Cet hiver, les pluies ont fait monter le niveau du Rhône et de la Saône à Lyon, inondant quelques berges, sans pour autant inonder la ville. Et pourtant, si Lyon a été une nouvelle fois épargnée de la montée des eaux, tout s’est joué à une soixantaine de kilomètres en amont sur le Rhône. Pour protéger Lyon, une zone est inondée, volontairement, dans la plaine du Bouchage, dans le Nord-Isère.

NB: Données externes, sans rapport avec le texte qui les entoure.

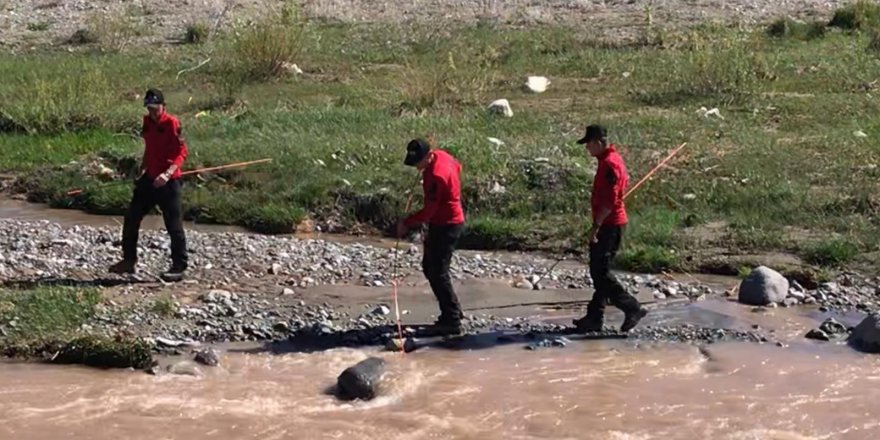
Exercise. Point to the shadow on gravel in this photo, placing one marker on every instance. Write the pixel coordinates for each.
(418, 338)
(72, 282)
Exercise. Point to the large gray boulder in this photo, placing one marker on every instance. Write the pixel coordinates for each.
(762, 287)
(866, 335)
(361, 381)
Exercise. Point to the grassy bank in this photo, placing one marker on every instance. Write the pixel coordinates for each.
(51, 324)
(789, 166)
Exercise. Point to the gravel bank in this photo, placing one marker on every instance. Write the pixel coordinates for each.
(40, 22)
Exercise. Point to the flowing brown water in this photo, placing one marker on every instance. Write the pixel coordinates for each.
(601, 390)
(589, 390)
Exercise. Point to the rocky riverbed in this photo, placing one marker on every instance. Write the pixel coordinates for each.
(25, 23)
(248, 287)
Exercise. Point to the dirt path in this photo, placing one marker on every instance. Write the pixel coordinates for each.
(40, 22)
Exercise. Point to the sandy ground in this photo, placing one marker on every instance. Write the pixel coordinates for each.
(26, 23)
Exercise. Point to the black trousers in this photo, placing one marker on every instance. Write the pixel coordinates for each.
(439, 245)
(144, 199)
(607, 288)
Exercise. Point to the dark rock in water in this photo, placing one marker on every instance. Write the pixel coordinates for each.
(866, 335)
(184, 368)
(208, 357)
(762, 287)
(551, 342)
(818, 335)
(833, 327)
(361, 381)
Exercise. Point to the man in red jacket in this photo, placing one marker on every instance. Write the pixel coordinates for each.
(609, 221)
(442, 211)
(158, 184)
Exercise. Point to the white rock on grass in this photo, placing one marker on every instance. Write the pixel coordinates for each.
(537, 84)
(501, 107)
(762, 287)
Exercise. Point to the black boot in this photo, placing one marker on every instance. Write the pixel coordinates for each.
(175, 273)
(631, 320)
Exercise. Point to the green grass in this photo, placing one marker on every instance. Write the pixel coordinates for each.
(196, 33)
(46, 312)
(860, 14)
(47, 323)
(781, 168)
(832, 252)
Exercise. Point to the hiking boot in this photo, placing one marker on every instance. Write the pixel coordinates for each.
(587, 325)
(175, 273)
(123, 267)
(631, 320)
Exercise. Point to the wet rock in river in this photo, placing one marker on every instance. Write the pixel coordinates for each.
(184, 368)
(818, 334)
(207, 356)
(866, 335)
(762, 287)
(361, 381)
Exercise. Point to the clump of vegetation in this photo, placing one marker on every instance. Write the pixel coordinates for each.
(46, 312)
(796, 30)
(47, 323)
(724, 69)
(114, 32)
(263, 50)
(494, 233)
(196, 33)
(647, 259)
(83, 37)
(831, 253)
(859, 15)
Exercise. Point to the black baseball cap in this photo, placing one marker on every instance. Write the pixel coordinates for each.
(153, 97)
(416, 150)
(594, 133)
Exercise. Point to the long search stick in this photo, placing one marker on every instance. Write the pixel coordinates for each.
(627, 194)
(77, 191)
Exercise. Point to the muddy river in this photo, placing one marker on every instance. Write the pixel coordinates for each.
(598, 389)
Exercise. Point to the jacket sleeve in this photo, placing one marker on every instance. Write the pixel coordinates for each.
(180, 145)
(432, 201)
(611, 193)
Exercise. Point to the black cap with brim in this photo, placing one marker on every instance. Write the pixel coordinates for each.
(153, 97)
(594, 133)
(416, 150)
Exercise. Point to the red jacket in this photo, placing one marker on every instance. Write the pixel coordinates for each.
(609, 186)
(441, 182)
(163, 145)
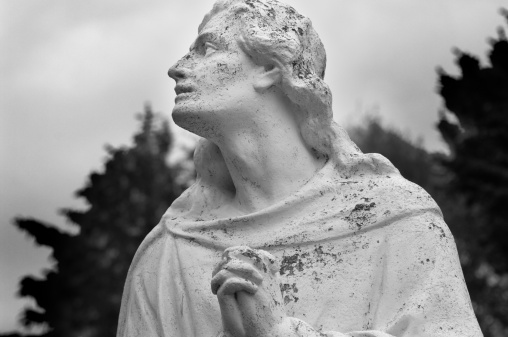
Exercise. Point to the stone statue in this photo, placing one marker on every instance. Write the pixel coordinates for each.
(289, 229)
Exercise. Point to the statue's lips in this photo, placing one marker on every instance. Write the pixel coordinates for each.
(180, 89)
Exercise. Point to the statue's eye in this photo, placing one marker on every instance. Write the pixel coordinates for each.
(209, 48)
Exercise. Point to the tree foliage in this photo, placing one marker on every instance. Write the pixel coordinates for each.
(427, 170)
(81, 295)
(475, 127)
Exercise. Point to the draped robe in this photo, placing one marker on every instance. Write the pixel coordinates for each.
(362, 253)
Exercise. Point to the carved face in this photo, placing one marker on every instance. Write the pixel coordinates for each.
(213, 81)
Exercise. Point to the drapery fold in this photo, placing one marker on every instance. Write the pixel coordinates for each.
(362, 253)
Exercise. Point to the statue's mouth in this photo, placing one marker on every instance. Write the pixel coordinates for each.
(180, 89)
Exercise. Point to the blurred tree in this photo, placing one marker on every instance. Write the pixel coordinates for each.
(488, 291)
(475, 127)
(81, 295)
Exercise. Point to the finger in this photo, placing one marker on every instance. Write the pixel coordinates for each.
(224, 276)
(244, 269)
(237, 271)
(231, 316)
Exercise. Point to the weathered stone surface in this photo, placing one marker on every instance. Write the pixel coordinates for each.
(289, 229)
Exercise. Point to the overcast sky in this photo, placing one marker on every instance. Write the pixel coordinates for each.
(74, 74)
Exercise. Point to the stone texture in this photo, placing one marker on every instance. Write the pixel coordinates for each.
(289, 229)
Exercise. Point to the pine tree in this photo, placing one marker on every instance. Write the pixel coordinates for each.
(81, 295)
(475, 127)
(426, 169)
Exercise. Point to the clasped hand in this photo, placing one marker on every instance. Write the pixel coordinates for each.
(247, 288)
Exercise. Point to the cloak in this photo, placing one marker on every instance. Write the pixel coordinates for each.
(363, 252)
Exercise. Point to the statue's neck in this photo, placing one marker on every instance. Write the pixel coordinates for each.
(267, 162)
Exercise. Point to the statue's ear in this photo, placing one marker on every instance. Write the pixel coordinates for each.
(266, 77)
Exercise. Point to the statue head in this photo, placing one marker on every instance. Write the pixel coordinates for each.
(272, 34)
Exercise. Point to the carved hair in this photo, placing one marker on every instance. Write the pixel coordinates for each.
(274, 33)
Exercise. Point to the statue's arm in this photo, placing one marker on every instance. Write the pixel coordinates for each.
(423, 292)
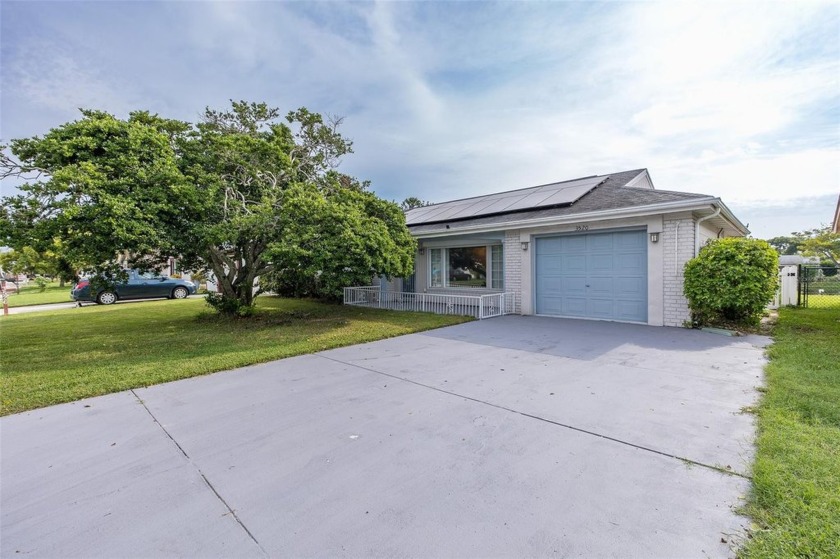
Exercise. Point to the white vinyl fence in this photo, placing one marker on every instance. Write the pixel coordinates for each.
(478, 306)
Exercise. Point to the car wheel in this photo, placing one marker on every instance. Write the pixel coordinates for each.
(107, 298)
(180, 293)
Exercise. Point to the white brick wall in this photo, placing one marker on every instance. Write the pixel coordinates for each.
(678, 246)
(513, 266)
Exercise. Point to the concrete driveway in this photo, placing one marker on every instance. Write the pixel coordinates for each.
(516, 436)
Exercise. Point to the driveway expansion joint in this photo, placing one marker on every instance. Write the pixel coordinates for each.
(684, 460)
(221, 499)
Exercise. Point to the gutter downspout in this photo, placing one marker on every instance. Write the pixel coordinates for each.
(697, 230)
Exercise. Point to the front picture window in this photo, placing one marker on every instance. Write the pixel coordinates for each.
(468, 267)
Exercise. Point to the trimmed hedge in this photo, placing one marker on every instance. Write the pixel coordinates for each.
(731, 281)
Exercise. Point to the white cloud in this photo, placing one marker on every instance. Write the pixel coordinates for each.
(450, 100)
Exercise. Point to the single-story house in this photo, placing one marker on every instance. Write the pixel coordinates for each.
(608, 247)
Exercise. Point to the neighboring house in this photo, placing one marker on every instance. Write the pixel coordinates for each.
(607, 247)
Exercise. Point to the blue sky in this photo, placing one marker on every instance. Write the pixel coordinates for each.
(447, 100)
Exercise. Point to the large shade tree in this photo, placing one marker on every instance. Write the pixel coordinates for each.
(219, 194)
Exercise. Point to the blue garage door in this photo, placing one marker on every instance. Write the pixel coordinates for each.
(597, 275)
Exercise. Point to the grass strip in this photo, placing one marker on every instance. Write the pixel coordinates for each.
(61, 356)
(795, 499)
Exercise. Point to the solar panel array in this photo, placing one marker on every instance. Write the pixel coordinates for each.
(555, 194)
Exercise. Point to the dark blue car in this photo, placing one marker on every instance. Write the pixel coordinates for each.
(140, 285)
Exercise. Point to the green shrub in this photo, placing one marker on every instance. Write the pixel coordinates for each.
(228, 306)
(41, 282)
(731, 281)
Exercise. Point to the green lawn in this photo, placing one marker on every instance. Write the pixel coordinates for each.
(795, 501)
(30, 295)
(60, 356)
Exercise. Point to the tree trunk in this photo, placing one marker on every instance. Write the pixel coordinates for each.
(235, 280)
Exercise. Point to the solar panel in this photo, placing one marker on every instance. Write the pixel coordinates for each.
(555, 194)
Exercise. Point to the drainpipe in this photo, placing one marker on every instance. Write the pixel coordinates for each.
(697, 230)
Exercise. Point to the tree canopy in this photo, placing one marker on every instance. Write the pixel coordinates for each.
(243, 192)
(413, 202)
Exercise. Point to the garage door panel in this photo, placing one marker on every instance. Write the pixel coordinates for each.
(573, 286)
(627, 262)
(600, 287)
(630, 310)
(633, 287)
(602, 242)
(572, 244)
(600, 263)
(600, 308)
(573, 306)
(636, 242)
(593, 275)
(571, 263)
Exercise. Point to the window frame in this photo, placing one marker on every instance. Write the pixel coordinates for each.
(444, 266)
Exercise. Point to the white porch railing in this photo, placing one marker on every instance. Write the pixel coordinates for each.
(478, 306)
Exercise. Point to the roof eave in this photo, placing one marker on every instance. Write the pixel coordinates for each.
(633, 211)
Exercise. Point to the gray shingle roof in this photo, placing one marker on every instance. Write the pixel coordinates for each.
(611, 194)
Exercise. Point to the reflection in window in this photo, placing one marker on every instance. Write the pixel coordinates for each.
(436, 267)
(467, 267)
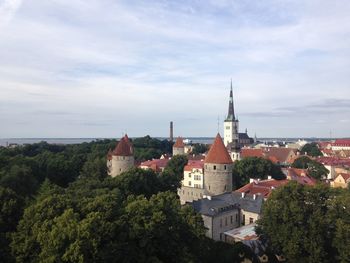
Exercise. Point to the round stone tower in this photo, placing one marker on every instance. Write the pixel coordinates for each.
(121, 158)
(217, 169)
(179, 147)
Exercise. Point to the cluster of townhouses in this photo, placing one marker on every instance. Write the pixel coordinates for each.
(229, 215)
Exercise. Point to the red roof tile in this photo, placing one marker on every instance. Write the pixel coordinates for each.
(194, 165)
(346, 177)
(218, 152)
(124, 147)
(263, 187)
(247, 152)
(179, 143)
(341, 142)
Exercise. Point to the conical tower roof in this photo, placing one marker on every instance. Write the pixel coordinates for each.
(124, 147)
(218, 152)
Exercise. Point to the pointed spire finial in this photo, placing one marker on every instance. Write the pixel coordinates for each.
(231, 114)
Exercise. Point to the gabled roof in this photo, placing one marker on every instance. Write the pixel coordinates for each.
(280, 154)
(247, 152)
(346, 177)
(218, 152)
(179, 143)
(299, 175)
(156, 165)
(228, 201)
(262, 187)
(124, 147)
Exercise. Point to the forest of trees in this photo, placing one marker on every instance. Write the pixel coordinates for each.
(308, 224)
(58, 205)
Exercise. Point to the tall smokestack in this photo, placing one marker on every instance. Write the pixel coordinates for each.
(171, 138)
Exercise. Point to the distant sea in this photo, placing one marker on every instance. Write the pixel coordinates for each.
(205, 140)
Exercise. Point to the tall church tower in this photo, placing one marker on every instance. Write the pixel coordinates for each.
(231, 135)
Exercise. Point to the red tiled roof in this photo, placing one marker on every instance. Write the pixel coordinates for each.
(179, 143)
(346, 177)
(218, 152)
(247, 152)
(341, 142)
(158, 162)
(333, 161)
(280, 154)
(300, 175)
(124, 147)
(275, 154)
(156, 165)
(263, 187)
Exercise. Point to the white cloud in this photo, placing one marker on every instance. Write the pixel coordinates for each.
(8, 8)
(159, 60)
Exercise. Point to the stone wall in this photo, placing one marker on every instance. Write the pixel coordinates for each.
(217, 178)
(189, 194)
(120, 164)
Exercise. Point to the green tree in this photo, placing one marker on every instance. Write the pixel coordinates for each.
(297, 222)
(11, 208)
(311, 149)
(138, 181)
(20, 179)
(315, 169)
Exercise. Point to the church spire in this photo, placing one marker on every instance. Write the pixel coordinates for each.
(231, 112)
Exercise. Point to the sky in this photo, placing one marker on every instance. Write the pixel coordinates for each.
(102, 68)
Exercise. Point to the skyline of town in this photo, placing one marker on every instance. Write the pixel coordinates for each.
(99, 69)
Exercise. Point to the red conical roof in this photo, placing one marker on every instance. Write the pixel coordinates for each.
(124, 147)
(218, 152)
(179, 143)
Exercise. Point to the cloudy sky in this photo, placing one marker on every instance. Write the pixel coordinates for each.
(99, 68)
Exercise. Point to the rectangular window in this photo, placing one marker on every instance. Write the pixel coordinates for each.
(197, 177)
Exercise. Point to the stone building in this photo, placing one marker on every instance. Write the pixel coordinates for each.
(179, 147)
(231, 134)
(217, 169)
(227, 211)
(216, 178)
(121, 158)
(234, 140)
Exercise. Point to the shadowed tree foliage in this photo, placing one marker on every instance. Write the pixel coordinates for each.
(57, 205)
(11, 207)
(307, 224)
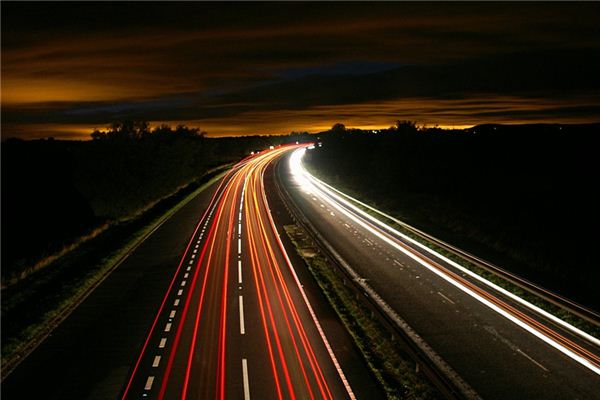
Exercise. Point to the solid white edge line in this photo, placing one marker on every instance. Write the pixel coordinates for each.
(310, 309)
(242, 325)
(505, 292)
(245, 378)
(149, 383)
(581, 360)
(156, 361)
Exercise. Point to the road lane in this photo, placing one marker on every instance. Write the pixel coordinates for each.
(206, 348)
(476, 342)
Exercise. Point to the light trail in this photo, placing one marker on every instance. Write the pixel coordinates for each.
(313, 186)
(199, 328)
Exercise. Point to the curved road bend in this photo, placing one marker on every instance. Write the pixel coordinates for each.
(502, 348)
(235, 323)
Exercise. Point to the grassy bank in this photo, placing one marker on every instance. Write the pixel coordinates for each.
(518, 196)
(393, 369)
(565, 315)
(32, 307)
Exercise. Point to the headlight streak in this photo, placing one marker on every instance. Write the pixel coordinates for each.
(310, 184)
(500, 289)
(283, 297)
(201, 327)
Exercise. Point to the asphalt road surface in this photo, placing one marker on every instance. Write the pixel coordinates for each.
(224, 314)
(235, 322)
(503, 348)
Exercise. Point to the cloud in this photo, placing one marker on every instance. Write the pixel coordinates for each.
(92, 64)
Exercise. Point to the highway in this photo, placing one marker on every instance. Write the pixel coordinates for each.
(208, 306)
(502, 346)
(235, 321)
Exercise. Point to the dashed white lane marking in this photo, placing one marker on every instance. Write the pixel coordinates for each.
(532, 360)
(156, 361)
(242, 325)
(246, 381)
(149, 383)
(445, 297)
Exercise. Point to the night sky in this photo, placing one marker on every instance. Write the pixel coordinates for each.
(264, 68)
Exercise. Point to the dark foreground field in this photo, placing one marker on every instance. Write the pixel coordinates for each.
(524, 197)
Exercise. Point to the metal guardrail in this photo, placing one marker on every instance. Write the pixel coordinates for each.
(440, 374)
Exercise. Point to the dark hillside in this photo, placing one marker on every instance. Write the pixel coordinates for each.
(54, 192)
(524, 197)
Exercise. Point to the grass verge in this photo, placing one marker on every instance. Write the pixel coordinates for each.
(394, 370)
(527, 295)
(34, 306)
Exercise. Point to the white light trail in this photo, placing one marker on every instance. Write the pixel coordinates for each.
(308, 183)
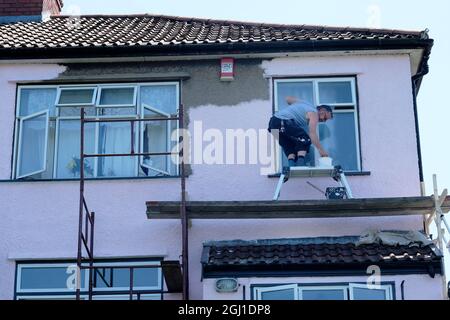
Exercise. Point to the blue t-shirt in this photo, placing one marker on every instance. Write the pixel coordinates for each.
(297, 112)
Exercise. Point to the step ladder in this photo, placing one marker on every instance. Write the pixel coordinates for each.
(337, 173)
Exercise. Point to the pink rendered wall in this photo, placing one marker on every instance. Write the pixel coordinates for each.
(39, 219)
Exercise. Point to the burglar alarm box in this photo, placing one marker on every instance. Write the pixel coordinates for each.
(336, 193)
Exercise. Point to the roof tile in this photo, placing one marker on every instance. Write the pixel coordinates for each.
(145, 30)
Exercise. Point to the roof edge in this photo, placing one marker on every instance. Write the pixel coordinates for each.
(251, 23)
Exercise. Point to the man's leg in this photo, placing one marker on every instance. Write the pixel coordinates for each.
(303, 146)
(301, 162)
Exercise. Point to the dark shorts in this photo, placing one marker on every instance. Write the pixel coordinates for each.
(292, 138)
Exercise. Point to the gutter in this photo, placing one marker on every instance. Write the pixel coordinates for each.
(225, 48)
(416, 81)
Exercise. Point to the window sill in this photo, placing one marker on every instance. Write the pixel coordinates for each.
(91, 179)
(347, 173)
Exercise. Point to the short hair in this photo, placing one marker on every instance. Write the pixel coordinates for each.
(327, 108)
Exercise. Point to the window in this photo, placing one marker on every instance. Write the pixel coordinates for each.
(287, 292)
(111, 281)
(350, 291)
(338, 136)
(47, 142)
(323, 293)
(362, 292)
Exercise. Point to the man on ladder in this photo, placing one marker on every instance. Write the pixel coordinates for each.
(297, 127)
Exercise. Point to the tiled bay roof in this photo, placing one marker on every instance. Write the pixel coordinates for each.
(152, 30)
(298, 254)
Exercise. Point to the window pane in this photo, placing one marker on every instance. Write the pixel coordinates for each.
(35, 100)
(338, 137)
(335, 294)
(157, 138)
(369, 294)
(76, 111)
(115, 138)
(142, 277)
(118, 111)
(284, 294)
(68, 158)
(335, 92)
(33, 145)
(46, 278)
(76, 96)
(160, 97)
(117, 96)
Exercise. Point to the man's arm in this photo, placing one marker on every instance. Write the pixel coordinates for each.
(313, 122)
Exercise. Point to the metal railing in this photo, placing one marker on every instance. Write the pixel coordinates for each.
(87, 218)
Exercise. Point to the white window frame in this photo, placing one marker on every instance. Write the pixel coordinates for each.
(322, 288)
(75, 88)
(55, 156)
(316, 97)
(96, 98)
(20, 292)
(123, 297)
(45, 265)
(258, 291)
(99, 96)
(387, 289)
(97, 141)
(133, 263)
(19, 143)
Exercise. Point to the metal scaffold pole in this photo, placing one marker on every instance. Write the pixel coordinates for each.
(183, 213)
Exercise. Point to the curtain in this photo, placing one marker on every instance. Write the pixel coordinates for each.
(35, 100)
(68, 158)
(115, 138)
(32, 150)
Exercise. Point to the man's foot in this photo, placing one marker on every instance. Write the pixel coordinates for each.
(287, 173)
(301, 162)
(292, 163)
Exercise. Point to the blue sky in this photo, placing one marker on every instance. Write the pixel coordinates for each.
(434, 106)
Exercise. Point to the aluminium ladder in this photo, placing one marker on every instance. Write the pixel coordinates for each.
(337, 173)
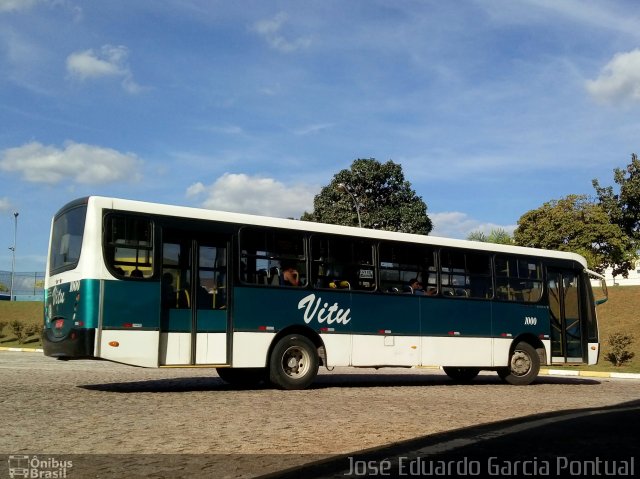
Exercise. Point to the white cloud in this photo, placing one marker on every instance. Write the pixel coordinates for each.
(311, 129)
(109, 61)
(619, 80)
(77, 162)
(254, 194)
(453, 224)
(15, 5)
(271, 30)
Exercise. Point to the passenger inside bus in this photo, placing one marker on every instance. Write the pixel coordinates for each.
(290, 275)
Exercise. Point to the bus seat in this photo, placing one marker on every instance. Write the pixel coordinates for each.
(274, 276)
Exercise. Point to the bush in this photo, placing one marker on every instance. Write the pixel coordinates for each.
(619, 349)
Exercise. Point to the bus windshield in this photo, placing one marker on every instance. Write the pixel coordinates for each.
(66, 239)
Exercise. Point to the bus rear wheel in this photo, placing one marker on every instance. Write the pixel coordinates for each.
(293, 363)
(461, 375)
(524, 366)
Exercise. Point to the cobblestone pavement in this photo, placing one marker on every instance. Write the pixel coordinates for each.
(118, 412)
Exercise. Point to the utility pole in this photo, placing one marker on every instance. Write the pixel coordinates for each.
(13, 252)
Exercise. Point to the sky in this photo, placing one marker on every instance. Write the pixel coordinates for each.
(492, 107)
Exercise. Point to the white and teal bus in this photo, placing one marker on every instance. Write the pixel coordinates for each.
(166, 286)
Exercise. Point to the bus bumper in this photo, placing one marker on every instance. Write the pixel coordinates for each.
(78, 343)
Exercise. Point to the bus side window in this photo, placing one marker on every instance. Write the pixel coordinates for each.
(128, 246)
(518, 279)
(405, 269)
(465, 274)
(273, 257)
(342, 263)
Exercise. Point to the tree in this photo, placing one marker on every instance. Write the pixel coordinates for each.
(384, 199)
(623, 209)
(497, 235)
(576, 224)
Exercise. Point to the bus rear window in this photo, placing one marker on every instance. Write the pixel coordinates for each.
(66, 239)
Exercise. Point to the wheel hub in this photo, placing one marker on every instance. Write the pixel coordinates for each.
(520, 363)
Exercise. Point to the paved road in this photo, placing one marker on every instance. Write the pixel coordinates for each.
(111, 420)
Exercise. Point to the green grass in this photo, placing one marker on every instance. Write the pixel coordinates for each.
(620, 314)
(27, 312)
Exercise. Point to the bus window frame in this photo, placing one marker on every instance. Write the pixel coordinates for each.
(466, 274)
(74, 264)
(541, 280)
(338, 283)
(241, 254)
(152, 245)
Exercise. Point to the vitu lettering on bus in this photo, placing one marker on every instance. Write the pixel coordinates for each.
(327, 313)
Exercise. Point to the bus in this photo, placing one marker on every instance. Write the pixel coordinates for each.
(154, 285)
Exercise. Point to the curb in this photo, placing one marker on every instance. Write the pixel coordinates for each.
(589, 374)
(21, 350)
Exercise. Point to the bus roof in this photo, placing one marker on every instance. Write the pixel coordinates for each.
(256, 220)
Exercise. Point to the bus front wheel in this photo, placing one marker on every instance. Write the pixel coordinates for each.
(293, 363)
(524, 366)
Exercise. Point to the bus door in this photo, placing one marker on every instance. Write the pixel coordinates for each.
(567, 335)
(194, 299)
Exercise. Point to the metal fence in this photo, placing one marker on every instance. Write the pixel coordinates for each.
(26, 286)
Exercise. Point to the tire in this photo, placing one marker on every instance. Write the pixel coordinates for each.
(461, 375)
(524, 366)
(293, 363)
(242, 377)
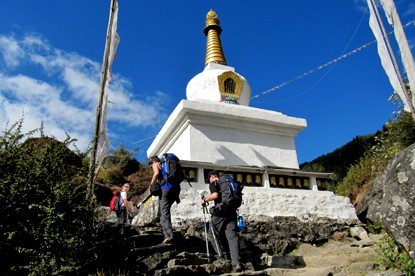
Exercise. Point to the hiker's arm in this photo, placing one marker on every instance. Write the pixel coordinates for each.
(210, 197)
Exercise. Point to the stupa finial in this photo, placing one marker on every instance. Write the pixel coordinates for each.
(214, 52)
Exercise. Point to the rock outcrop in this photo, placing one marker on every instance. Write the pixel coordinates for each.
(391, 200)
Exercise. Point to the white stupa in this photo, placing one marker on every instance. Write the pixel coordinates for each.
(215, 128)
(216, 125)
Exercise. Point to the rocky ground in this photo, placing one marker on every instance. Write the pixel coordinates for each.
(343, 254)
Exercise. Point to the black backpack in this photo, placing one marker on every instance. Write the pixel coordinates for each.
(230, 192)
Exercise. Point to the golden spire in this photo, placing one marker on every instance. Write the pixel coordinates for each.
(214, 52)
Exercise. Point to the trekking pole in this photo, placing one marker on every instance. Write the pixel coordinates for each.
(205, 224)
(213, 233)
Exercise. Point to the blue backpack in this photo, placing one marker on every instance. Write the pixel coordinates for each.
(231, 193)
(171, 169)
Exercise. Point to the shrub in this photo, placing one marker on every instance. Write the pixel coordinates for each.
(47, 224)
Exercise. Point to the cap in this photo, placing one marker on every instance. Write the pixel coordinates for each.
(210, 174)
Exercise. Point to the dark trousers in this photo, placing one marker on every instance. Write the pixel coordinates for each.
(168, 197)
(123, 216)
(225, 229)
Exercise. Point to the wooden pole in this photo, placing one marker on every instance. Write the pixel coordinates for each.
(104, 76)
(395, 64)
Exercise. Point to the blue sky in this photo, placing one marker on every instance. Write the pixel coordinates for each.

Héritage d’une loi de Napoléon III, décidée après une crue meurtrière à Lyon en 1856. Cette plaine du Bouchage, composée de 4 communes, est inondée, volontairement, pour faire baisser le niveau des eaux en aval et ainsi protéger Lyon. Mais à quel prix ?
Après 42 jours de pluie sur 56 depuis la mi-octobre, le fleuve a atteint des niveaux inquiétants en hiver : des eaux qui sont montées à plus de 3 mètres. Et donc, face à la menace, la Plaine du Bouchage a été une nouvelle fois inondée volontairement. Mais la plaine n’est pas un simple terrain vague que l’on pourrait inonder sans conséquences. Des habitants se retrouvent les pieds dans l’eau à chaque fois que cette disposition napoléonienne est activée : sur la commune du Bouchage, un peu plus de 600 habitants y vivent à l’année. Parmi eux : Ercole Ghirelli, retraité, et propriétaire d’une maison au Bouchage depuis 60 ans. Et en 60 ans, il en a vu, des inondations : notamment une dont tout le monde se souvient, dans les années 90, une crue centennale. Près de 400 fermes et maisons avaient dû être évacués, dont celles d’Ercole : « C’était un désastre. Dehors, il y avait 10 centimètres de boue, dans la maison, 5 ou 6. Tout était inondé. On a recensé tous les dégâts et on a été indemnisé par l’assurance. Mais on est en colère, parce qu’ils en ont rien à faire d’inonder le Bouchage, Lyon est plus important, mais pas aider ceux qui restent là pendant une semaine sans pouvoir sortir. C’est la colère ».
4 communes sont donc impactés par ces inondations : Brangues, Avenières-Veyrins-Thuellins, Groslée-Saint-Benoit et donc la commune du Bouchage. Une commune qui a la particularité d’être à 98% inondable. Et à chaque inondation du Bouchage, pour éviter que le Grand Lyon soit les pieds dans l’eau, c’est la commune nord-iséroise et le département qui paye les frais, qui sont nombreux. Annie Pourtier est la maire du Bouchage : « L’entretien des routes, des chemins, des fossés, coûte entre 25 000 et 30 000€ par an ». Le Bouchage se sacrifie pour la métropole de Lyon, et paye pour ce sacrifice. La maire du Bouchage, mais aussi le président du département de l’Isère Jean-Pierre Barbier, demande au Grand Lyon de payer sa part. Une solidarité « amont-aval » depuis longtemps sur la table, mais rien ne bouge : « Il faut que la métropole se penche sur la question. Il y a des élus écologistes dans cette métropole qui se revendiquent d’un certain humanisme, et j’aimerais qu’ils aient la même attention portée aux personnes qui habitent le Bouchage et qui mérite toute leur attention » pour Jean-Pierre Barbier, le président du département de l’Isère. La métropole de Lyon, elle, se défausse de ce soutien financier, appelant notamment l’Etat à prendre ses responsabilités dans ce dossier, en abondant plus massivement le fonds Barnier. Un fonds créé en 1995 et qui a pour vocation de subventionner des mesures de prévention ou de protection des personnes et des biens exposés aux risques naturels majeurs.